Nessun ghetto lesbico, nessun covo delle streghe di Macbeth, ma un luogo dedicato alle idee di giovani artiste nazionali ed internazionali, che mirano a discutere, in progetto giunto alla sua seconda edizione, lo status quo e le condizioni di vita della donna.
E così una volta varcata la soglia, si è catapultati nella sala principale del Palazzo Zambeccari, sede della rassegna, nella cui abside di fondo è perfettamente proiettato, come un’apparizione onirica, il viso di Elisa Laraia (Potenza, 1973; vive a Bologna). Ci guarda e piange; le sue lacrime, vere e non semplice effetto sonoro e visivo, cadono in un’artigianale fonte battesimale, simbolo di rinascita dalla sofferenza. L’effetto è sicuramente disorientante anche perché interviene la tridimensionalità della lacrima che gocciola lambendo quasi il corpo dello spettatore certo fino all’ultimo istante della bidimensionalità dell’opera.

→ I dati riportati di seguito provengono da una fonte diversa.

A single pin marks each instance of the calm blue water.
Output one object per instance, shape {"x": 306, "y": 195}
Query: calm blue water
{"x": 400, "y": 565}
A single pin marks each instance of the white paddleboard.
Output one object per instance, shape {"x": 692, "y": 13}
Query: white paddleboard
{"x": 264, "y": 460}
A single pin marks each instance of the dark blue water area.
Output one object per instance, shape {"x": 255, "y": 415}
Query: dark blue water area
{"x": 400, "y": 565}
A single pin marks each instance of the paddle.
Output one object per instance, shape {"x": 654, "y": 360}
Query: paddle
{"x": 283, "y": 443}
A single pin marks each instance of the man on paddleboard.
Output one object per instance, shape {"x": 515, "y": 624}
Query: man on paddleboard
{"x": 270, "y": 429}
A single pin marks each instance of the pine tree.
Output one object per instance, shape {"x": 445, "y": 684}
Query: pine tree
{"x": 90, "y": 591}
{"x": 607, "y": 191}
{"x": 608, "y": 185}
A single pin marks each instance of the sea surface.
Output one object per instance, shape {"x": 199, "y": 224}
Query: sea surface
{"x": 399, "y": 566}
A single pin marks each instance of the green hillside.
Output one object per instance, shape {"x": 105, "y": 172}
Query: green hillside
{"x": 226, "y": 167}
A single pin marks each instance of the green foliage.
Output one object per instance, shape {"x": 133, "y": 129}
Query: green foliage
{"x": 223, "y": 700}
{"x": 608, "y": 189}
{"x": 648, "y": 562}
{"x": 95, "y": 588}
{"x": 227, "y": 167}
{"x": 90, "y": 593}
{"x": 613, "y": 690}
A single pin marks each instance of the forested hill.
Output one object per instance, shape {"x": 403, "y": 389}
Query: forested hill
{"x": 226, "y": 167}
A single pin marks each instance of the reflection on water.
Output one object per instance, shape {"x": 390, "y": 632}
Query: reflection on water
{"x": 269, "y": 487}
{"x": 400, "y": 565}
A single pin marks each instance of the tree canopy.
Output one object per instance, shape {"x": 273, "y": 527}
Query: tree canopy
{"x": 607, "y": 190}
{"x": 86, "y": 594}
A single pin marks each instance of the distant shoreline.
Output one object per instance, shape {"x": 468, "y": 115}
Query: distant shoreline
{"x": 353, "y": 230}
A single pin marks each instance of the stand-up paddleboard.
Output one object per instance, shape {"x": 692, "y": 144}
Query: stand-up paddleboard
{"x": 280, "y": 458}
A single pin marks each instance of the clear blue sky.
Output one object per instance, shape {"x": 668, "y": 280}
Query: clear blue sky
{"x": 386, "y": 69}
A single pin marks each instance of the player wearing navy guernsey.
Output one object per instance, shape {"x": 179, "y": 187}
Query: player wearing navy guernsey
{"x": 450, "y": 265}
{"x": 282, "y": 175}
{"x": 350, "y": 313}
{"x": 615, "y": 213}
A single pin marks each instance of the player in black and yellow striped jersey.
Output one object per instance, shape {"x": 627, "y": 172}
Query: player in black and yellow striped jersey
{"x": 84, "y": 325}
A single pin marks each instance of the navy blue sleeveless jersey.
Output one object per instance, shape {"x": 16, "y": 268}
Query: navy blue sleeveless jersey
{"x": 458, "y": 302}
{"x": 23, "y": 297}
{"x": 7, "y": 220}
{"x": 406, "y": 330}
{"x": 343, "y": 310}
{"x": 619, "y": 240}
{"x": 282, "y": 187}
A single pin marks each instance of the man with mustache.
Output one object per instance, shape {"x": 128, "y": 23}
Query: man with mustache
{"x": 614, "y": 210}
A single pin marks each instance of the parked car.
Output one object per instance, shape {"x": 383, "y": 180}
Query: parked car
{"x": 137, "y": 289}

E ancora sofferenza con Regina José Galindo (Città del Guatemala, 1974), che ripropone l’opera che le ha fatto guadagnare il Leone d’Oro nella sezione under 35 alla Biennale d’Arte di Venezia del 2005. Golpes (2005) consisteva allora in un box nero, ora in una microscopica e claustrofobica stanza buia in cui lo spettatore è invitato ad entrare per udire ancora una volta i gemiti di sofferenza dell’artista che si auto-flagella: una frustata per ogni donna guatemalteca caduta.

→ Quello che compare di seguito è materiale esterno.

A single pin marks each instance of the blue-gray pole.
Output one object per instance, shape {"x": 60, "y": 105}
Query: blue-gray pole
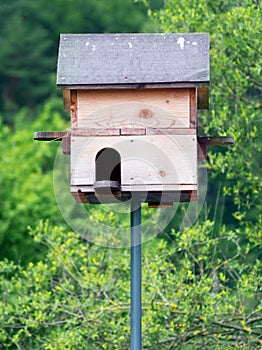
{"x": 136, "y": 305}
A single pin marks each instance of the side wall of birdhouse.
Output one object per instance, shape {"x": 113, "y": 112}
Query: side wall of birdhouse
{"x": 153, "y": 131}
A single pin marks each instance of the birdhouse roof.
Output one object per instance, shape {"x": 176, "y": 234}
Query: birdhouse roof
{"x": 94, "y": 61}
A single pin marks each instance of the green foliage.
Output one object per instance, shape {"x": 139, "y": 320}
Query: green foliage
{"x": 235, "y": 108}
{"x": 26, "y": 184}
{"x": 29, "y": 39}
{"x": 78, "y": 296}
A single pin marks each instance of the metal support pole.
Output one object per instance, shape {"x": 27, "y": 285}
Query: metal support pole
{"x": 135, "y": 291}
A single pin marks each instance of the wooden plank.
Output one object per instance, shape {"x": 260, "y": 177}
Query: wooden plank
{"x": 215, "y": 140}
{"x": 202, "y": 97}
{"x": 151, "y": 160}
{"x": 73, "y": 108}
{"x": 49, "y": 135}
{"x": 135, "y": 86}
{"x": 184, "y": 131}
{"x": 155, "y": 198}
{"x": 66, "y": 144}
{"x": 132, "y": 131}
{"x": 155, "y": 108}
{"x": 66, "y": 98}
{"x": 90, "y": 59}
{"x": 193, "y": 109}
{"x": 95, "y": 132}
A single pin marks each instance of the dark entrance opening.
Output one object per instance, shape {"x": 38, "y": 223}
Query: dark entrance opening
{"x": 108, "y": 172}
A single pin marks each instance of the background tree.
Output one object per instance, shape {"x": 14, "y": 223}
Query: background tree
{"x": 30, "y": 35}
{"x": 78, "y": 296}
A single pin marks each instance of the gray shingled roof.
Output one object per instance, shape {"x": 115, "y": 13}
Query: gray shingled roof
{"x": 95, "y": 60}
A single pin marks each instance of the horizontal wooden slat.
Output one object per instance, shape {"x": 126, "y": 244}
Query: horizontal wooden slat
{"x": 155, "y": 108}
{"x": 86, "y": 194}
{"x": 95, "y": 132}
{"x": 159, "y": 131}
{"x": 215, "y": 140}
{"x": 49, "y": 135}
{"x": 151, "y": 160}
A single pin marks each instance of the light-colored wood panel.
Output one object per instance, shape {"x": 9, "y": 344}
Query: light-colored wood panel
{"x": 140, "y": 108}
{"x": 151, "y": 160}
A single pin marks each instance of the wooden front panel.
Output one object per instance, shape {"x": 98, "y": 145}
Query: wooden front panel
{"x": 133, "y": 108}
{"x": 154, "y": 161}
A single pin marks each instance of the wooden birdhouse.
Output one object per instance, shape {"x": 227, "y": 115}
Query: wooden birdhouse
{"x": 133, "y": 100}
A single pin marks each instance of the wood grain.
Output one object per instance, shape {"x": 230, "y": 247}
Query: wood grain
{"x": 161, "y": 160}
{"x": 155, "y": 108}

El peso de la sangre (2004) è il secondo lavoro della Galindo in mostra, un video che ancora una volta non smentisce l’intento della giovane artista di scuotere lo spettatore: Regina siede sotto un tubicino dal quale goccia dopo goccia cade ininterrottamente sangue umano. Ben presto il suo viso e i suoi capelli vengono letteralmente inzuppati del liquido organico e l’effetto drammatico che risulta dalla successiva e graduale coagulazione rende l’immagine raccapricciante.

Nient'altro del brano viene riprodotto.